A breach of academic integrity is regarded as Student Misconduct and can lead to the imposition of penalties.
Resource materials
There is no set text for this unit. A study guide will be available for purchase through the QUT bookshop.
Blackboard site
Online materials for the unit are available on the unit blackboard site.
Poster preparation
To produce your poster electronically and print it there may be a cost associated with its printing.
Risk assessment statement
Whilst on placement you will be covered by QUT workers' compensation, public liability and professional indemnity insurance and you will have to familiarise yourself with the workplace health and safety rules of the particular placement.
You must familiarise yourself with the workplace health and safety rules of the particular placement.

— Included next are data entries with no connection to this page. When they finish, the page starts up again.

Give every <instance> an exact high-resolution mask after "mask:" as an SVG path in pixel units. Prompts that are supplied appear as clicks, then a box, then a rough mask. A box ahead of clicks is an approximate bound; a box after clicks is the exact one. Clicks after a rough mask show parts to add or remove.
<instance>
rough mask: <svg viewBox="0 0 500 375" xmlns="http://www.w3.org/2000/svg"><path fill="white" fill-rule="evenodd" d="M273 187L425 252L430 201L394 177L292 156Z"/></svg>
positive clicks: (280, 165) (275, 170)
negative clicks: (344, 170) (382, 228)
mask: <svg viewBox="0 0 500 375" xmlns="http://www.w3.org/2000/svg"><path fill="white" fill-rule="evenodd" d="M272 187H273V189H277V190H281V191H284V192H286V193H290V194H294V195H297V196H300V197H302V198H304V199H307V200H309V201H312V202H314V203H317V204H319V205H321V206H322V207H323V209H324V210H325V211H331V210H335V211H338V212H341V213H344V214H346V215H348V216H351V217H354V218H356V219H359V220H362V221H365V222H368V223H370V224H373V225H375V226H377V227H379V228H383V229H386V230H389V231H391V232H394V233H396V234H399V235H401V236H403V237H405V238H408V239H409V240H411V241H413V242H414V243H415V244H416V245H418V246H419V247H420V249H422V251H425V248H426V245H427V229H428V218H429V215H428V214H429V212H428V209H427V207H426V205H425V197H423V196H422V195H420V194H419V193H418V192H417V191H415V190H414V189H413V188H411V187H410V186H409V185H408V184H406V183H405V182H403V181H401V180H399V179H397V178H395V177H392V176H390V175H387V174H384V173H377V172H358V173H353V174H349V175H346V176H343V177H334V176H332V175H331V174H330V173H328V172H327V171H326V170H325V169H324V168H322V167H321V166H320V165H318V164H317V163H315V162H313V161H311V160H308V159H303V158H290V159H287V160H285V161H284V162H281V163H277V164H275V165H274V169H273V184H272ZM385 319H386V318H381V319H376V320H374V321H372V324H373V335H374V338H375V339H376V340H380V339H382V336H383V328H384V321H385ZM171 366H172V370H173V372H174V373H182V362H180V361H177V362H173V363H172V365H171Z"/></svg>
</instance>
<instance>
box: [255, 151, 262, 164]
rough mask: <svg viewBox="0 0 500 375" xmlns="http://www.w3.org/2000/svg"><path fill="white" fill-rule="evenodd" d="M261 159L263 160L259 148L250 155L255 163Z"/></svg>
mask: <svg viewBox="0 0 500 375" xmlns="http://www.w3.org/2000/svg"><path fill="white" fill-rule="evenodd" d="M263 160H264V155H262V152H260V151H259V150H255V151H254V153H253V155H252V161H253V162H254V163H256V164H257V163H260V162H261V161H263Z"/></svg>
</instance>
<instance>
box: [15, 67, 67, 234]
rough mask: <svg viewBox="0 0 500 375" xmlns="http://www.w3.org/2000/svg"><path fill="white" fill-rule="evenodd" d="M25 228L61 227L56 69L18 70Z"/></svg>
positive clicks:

It is also important to view the QUT WIL Health and Safety PowerPoint, (Managing your rights, responsibilities and safety on placement) which will be shown to you in Week 1 of class and you will also need to undertake an induction in the relevant workplace. If your placement involves overseas travel it is also important that you become familiar with the protocols of QUT student travel, which are also explained in this resource.
You may have to sign a confidentiality agreement whereby you agree not to disclose any information learned in the course of the placement to any person outside the field placement office. You will need to understand matters of intellectual property, conflict of interest and insurance, which are also detailed in the Health and Safety resources.
Disclaimer - Offer of some units is subject to viability, and information in these Unit Outlines is subject to change prior to commencement of semester.